Nonostante tutto ho letto alcuni post (grazie al cielo sono pochi) di gente di settore che duramente criticava i fuochi accessi lungo i filari, millantando inquinamento e rincari per la futura annata; io, da semplice osservatore, scorgo solo il tentativo ultimo di non vedere perso un anno di lavoro, perché di questo si tratta.

Le avversità che i vignaioli devono affrontare lungo l’anno sono tante, gelate precoci, tardive, funghi, batteri, grandine e pioggia che, in qualsiasi momento, possono presentarsi come un nemico invincibile.

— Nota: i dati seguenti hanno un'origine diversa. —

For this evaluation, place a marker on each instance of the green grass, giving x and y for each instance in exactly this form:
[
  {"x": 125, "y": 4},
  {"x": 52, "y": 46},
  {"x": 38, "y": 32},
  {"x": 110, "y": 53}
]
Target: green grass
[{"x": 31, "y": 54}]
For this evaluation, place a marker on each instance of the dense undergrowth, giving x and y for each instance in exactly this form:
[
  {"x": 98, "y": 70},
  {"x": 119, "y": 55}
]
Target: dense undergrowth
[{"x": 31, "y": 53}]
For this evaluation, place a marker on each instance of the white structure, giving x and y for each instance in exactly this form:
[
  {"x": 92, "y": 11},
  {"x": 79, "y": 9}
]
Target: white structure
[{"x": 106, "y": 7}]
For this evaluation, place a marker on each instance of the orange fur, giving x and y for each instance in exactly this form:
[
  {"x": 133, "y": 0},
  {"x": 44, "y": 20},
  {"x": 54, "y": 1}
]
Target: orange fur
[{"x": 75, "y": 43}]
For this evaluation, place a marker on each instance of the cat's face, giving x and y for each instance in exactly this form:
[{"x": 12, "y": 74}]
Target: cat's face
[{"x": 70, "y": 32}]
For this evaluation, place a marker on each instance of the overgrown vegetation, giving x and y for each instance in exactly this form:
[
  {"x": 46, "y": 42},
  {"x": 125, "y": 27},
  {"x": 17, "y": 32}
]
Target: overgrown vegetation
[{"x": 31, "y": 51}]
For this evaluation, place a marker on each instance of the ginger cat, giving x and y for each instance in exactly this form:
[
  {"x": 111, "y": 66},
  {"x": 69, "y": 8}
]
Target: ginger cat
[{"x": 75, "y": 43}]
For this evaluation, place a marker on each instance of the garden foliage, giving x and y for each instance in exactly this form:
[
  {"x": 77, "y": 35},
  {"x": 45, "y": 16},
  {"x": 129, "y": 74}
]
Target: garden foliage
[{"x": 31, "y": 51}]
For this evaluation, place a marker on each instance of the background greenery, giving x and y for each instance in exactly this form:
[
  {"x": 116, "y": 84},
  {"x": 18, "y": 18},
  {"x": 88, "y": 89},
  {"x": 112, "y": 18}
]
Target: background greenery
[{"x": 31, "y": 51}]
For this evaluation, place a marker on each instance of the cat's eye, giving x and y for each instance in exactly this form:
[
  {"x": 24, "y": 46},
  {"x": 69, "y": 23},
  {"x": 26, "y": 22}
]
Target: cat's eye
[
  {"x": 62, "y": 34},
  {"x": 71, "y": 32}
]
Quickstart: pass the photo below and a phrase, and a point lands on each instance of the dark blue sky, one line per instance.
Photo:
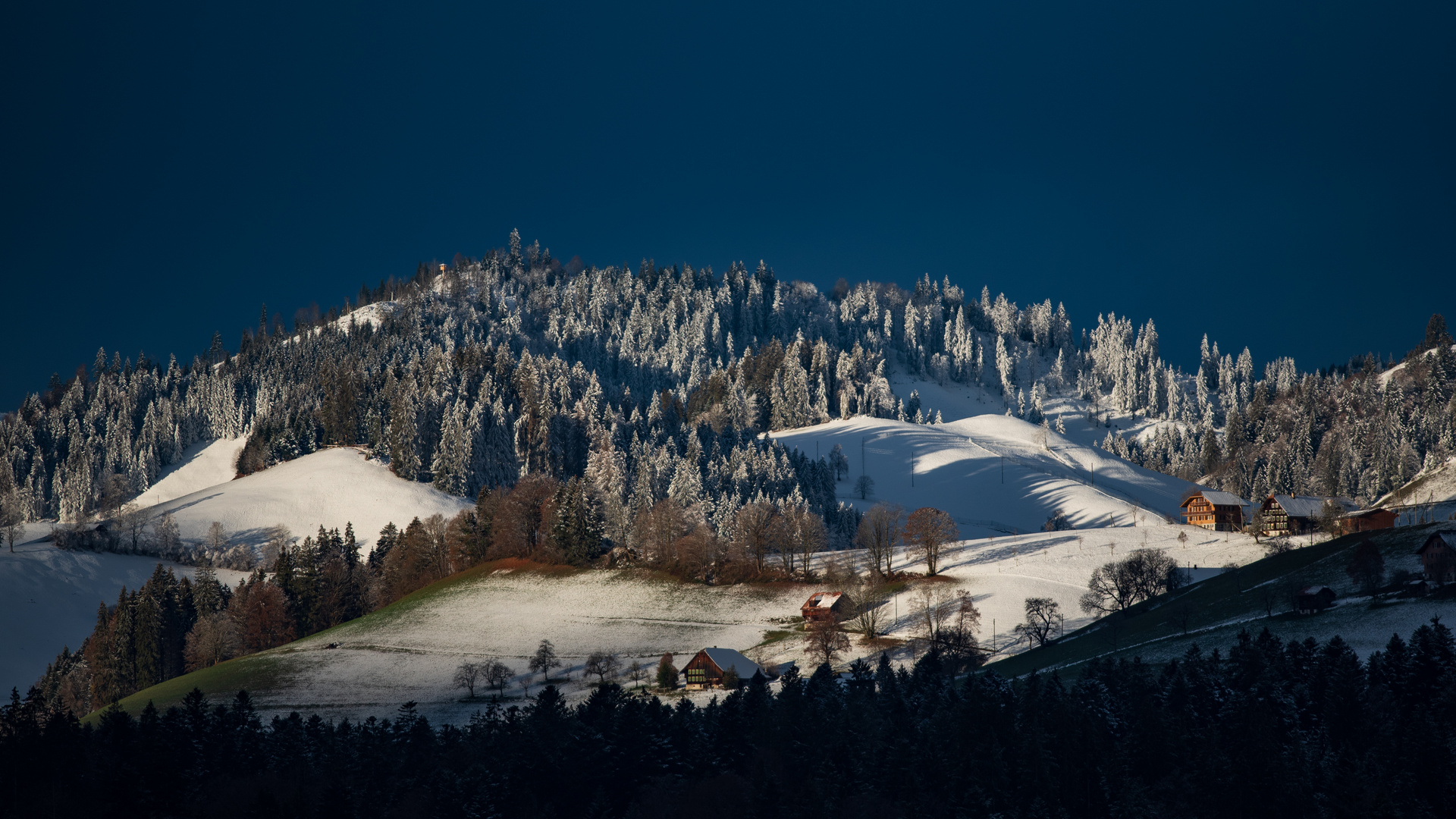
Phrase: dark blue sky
(1279, 178)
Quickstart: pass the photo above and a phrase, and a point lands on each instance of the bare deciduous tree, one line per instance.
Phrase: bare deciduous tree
(1142, 575)
(497, 675)
(824, 640)
(468, 675)
(603, 665)
(212, 640)
(544, 661)
(1041, 618)
(928, 531)
(878, 535)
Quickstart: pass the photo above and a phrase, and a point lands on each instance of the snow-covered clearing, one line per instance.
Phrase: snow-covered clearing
(202, 465)
(49, 599)
(995, 474)
(329, 487)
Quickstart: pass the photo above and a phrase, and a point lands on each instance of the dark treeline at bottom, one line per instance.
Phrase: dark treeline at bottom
(1267, 729)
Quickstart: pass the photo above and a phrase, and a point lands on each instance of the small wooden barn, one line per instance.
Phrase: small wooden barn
(1366, 521)
(1439, 557)
(1296, 515)
(827, 607)
(708, 667)
(1313, 599)
(1220, 512)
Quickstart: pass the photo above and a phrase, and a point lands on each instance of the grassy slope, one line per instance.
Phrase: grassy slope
(265, 670)
(1218, 608)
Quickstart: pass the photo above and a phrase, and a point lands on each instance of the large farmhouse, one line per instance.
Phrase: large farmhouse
(1296, 515)
(707, 668)
(1220, 512)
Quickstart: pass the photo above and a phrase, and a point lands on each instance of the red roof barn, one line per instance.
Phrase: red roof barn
(830, 607)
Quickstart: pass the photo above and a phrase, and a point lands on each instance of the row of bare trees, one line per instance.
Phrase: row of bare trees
(927, 532)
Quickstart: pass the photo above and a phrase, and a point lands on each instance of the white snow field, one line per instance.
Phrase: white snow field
(49, 599)
(995, 474)
(329, 487)
(204, 464)
(411, 651)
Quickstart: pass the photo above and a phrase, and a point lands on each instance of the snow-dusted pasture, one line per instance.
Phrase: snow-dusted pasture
(411, 651)
(49, 599)
(995, 474)
(202, 465)
(329, 487)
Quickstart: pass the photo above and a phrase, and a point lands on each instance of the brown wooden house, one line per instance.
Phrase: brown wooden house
(1439, 557)
(832, 607)
(1313, 599)
(708, 667)
(1296, 515)
(1366, 521)
(1219, 512)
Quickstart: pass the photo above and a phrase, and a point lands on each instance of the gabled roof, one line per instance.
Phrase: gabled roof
(1223, 499)
(728, 659)
(823, 599)
(1445, 537)
(1310, 506)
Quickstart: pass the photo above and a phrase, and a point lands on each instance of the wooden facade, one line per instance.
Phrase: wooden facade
(1439, 557)
(1298, 515)
(1366, 521)
(827, 607)
(708, 668)
(1219, 512)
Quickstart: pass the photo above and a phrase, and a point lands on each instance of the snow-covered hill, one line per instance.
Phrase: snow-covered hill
(202, 465)
(411, 651)
(329, 487)
(49, 599)
(995, 474)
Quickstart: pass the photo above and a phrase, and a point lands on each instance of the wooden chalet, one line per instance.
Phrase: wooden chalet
(1313, 599)
(708, 667)
(1366, 521)
(1219, 512)
(1439, 557)
(827, 607)
(1296, 515)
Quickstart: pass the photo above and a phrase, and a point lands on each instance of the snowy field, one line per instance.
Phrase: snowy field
(995, 474)
(202, 465)
(411, 651)
(329, 487)
(49, 599)
(49, 596)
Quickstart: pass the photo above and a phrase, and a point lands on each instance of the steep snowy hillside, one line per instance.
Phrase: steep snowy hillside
(331, 487)
(202, 465)
(995, 474)
(49, 599)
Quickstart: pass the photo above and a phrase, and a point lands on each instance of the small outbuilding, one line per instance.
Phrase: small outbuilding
(707, 668)
(1220, 512)
(1313, 599)
(827, 607)
(1439, 557)
(1366, 521)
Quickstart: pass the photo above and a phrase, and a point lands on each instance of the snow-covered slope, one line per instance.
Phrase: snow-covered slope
(49, 599)
(204, 464)
(329, 487)
(995, 474)
(411, 651)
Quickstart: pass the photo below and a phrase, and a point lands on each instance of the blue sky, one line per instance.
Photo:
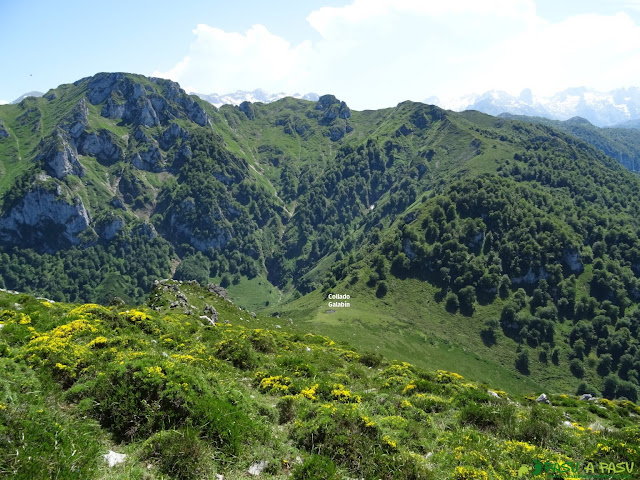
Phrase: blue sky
(371, 53)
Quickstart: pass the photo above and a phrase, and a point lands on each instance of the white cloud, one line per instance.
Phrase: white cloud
(375, 53)
(221, 62)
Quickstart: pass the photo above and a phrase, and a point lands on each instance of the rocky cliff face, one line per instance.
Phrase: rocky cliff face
(42, 219)
(139, 104)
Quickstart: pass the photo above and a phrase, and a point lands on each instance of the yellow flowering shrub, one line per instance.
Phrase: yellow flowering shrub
(343, 394)
(275, 384)
(310, 392)
(135, 315)
(469, 473)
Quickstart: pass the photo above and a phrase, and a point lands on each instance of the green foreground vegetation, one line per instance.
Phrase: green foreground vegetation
(186, 399)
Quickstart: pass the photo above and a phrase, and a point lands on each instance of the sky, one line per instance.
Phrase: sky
(369, 53)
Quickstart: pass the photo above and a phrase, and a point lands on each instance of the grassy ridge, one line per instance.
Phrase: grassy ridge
(187, 399)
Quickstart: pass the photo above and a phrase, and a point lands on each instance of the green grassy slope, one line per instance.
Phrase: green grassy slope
(185, 399)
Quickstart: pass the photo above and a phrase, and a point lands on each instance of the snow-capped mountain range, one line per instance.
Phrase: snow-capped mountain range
(257, 95)
(603, 109)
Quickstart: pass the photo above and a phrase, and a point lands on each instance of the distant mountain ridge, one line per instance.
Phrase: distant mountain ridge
(621, 142)
(258, 95)
(603, 109)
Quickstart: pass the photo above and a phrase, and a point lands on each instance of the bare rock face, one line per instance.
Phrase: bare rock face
(60, 157)
(143, 104)
(108, 228)
(4, 133)
(44, 220)
(78, 121)
(103, 146)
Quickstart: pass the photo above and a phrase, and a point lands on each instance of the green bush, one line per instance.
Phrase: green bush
(316, 467)
(239, 352)
(181, 454)
(488, 416)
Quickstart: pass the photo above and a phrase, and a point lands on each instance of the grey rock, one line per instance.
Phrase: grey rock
(543, 399)
(171, 134)
(113, 109)
(256, 468)
(109, 229)
(147, 230)
(31, 218)
(4, 133)
(60, 157)
(112, 458)
(103, 146)
(211, 312)
(217, 289)
(78, 121)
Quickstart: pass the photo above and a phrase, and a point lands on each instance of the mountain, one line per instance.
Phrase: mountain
(603, 109)
(501, 249)
(253, 96)
(621, 143)
(96, 392)
(28, 94)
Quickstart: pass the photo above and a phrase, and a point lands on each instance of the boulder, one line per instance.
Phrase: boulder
(543, 399)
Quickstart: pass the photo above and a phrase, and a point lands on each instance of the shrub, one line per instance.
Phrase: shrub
(180, 454)
(238, 352)
(452, 303)
(488, 416)
(316, 467)
(522, 362)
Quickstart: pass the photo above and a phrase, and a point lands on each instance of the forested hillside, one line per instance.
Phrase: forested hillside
(520, 237)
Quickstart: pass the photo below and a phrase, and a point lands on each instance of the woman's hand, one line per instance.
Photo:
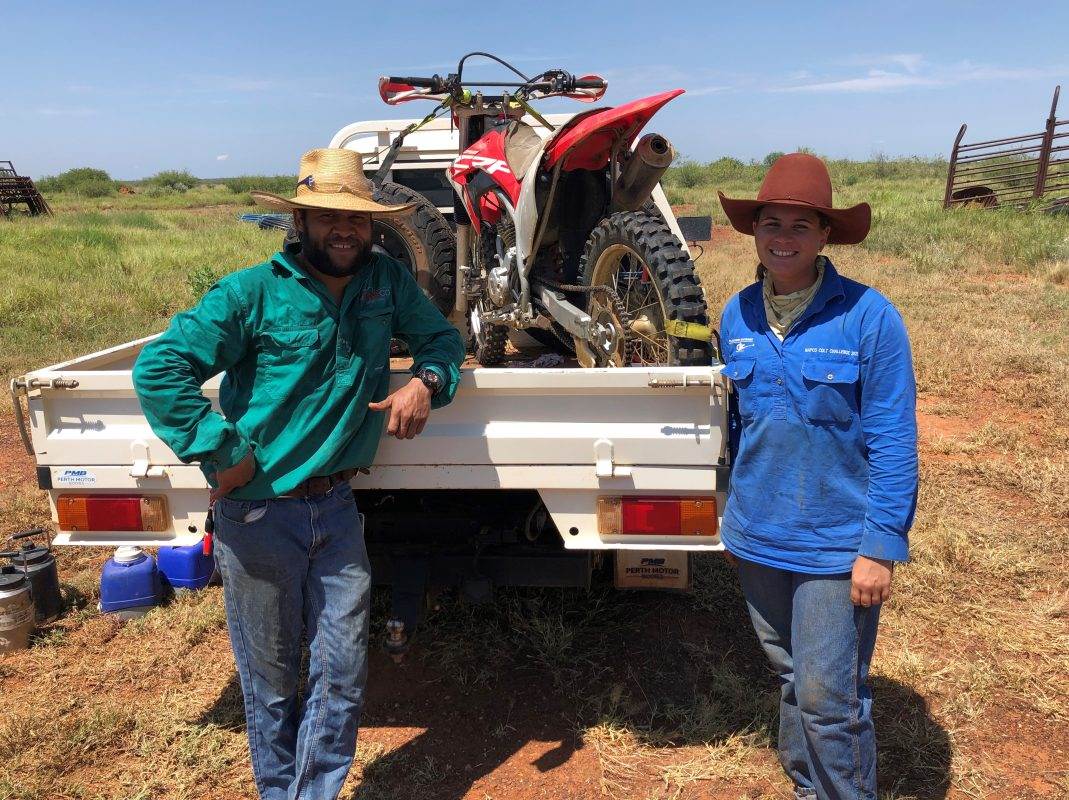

Quando però si può fare un tentativo, è giusto che si prendano le dovute misure, perché quel fuoco - altro non è - la coperta che i vignaioli poggiano sulle spalle delle loro vigne.
Tale pratica è diffusa nelle aree in cui il pericolo di gelate è frequente; veri e propri focolai sono allestiti in ordine lungo i filari e lasciati accesi fino a quando il rischio non termina; e dove il fuoco non può arriva l’acqua; gli ‘overhead-splinker’ sono, infatti, una valida soluzione: degli irrigatori gettano di continuo acqua sulle piante facendo avvolgere, in un primo strato di ghiaccio, la gemma che si troverà così stabile a zero gradi anche qualora la temperatura circostante scenda sotto valori più critici.

Entrambe sono dispendiose in termini di costi, lavoro e ‘inquinamento’, perché se l’una prevede immissione di anidride carbonica, l’altra ha bisogno di un ingente quantitativo di acqua. Noi per il momento possiamo solo offrire silenzio e solidarietà in attesa di dati certi che quantificheranno le perdite in questo triste evento.